Wenn aber Gebühren erhoben werden, sollten diese auch für das Straßennetz verwandt werden. Noch besser wäre es sogar, wenn alle mit dem Straßennetz verbundenen Aufwendungen hieraus finanziert werden könnten. Dann würden wieder Mittel frei, die man beispielsweise für die Verkehrsinfrastruktur auf der Schiene einsetzen könnte. In der Schweiz macht man

das bereits seit einigen Jahren ähnlich. Frei werdende Mittel werden in Logistikzentren an Bahnhöfen investiert, um Güter zumindest bei der Überbrückung von Teilstrecken auf die Bahn zu bekommen. Ganz wird man das sicherlich nicht schaffen. Es ist ein sehr fortschrittlicher Ansatz, den wir auch bei uns verfolgen sollten.

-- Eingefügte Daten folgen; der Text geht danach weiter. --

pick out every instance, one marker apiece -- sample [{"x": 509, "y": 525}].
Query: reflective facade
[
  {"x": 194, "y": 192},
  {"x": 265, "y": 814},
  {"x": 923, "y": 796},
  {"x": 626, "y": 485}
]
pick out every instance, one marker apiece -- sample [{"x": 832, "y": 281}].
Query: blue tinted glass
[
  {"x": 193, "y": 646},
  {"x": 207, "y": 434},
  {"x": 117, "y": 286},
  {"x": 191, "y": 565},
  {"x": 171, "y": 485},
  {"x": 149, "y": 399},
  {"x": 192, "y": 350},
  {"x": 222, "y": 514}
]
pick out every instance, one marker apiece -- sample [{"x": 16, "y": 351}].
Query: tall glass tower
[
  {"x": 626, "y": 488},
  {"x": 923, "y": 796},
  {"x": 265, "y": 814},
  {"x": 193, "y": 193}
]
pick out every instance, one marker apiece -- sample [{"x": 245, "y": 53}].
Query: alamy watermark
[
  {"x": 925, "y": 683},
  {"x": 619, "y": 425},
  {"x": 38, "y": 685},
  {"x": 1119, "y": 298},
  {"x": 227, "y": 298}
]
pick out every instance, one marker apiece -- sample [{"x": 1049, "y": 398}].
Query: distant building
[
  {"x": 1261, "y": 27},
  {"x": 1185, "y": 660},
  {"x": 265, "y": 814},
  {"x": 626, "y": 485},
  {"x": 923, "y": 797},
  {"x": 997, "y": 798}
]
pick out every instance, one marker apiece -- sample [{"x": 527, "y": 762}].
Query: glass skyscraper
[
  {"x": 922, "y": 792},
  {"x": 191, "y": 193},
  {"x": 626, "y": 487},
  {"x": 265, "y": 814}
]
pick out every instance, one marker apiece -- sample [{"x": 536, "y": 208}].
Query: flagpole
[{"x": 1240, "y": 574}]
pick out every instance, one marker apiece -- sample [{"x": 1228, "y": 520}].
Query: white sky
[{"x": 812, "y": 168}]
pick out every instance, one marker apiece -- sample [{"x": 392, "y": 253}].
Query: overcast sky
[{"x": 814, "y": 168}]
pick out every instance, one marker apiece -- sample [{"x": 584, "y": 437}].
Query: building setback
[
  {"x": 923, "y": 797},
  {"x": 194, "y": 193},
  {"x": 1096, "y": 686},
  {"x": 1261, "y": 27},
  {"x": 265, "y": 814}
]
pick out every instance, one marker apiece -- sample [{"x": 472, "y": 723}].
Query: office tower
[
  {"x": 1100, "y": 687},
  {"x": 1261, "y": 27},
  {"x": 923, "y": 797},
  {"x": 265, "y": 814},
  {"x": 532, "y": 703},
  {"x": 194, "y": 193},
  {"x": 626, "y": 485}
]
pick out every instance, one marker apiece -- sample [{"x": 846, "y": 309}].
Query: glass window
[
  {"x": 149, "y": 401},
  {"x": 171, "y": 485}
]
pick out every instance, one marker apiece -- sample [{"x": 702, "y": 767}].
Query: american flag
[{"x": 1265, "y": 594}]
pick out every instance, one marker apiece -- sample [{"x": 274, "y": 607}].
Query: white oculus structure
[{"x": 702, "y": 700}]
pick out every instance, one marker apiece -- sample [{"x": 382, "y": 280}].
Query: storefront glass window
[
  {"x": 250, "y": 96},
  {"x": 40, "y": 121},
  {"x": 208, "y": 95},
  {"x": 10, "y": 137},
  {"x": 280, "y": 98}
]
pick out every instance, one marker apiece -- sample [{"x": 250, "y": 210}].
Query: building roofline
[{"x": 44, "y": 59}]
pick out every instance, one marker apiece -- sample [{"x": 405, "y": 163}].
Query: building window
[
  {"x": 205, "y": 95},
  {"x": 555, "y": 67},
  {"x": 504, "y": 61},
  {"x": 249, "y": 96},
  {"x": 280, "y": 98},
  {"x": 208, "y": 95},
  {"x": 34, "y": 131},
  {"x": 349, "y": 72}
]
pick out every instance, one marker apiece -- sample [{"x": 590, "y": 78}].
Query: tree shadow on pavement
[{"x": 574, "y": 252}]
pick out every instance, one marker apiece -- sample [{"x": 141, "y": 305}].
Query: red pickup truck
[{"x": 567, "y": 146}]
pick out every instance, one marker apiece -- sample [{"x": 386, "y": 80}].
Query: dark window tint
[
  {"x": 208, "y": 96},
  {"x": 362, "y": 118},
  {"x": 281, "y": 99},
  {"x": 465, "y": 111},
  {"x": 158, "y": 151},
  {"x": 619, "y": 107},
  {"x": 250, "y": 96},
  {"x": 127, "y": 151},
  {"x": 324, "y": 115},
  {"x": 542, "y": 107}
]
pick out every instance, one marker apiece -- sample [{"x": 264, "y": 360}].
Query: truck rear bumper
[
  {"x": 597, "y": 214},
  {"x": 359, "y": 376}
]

Meines Wissens nach ist es noch nicht sicher, ob und in welcher Form eine Autobahnbenutzungsgebühr kommt. Daher ist es auch schwer, die Belastung für Einzelne zu ermitteln. Wir wissen noch nicht einmal, wie hoch mögliche Autobahnbenutzungsgebühren sein könnten. Dieses hängt auch vom Verfahren ab, das dann eingeführt wird. Daher kann sich die Landesregierung auch nicht für die Minimierung von Wettbewerbsnachteilen einsetzen, wenn noch nicht einmal klar ist, ob es große oder kleine oder auch gar keine Wettbewerbsnachteile geben wird. Der CDU-Antrag ist daher aus unserer Sicht etwas vorschnell.

Einen Bericht zu diesem Thema zu erhalten, wie es die F.D.P. fordert, ist der richtige Weg. Erst nach näheren Erkenntnissen kann man die konkreten Auswirkungen einer Autobahnbenutzungsgebühr einschätzen und ich freue mich jetzt schon auf die Ausschussberatung.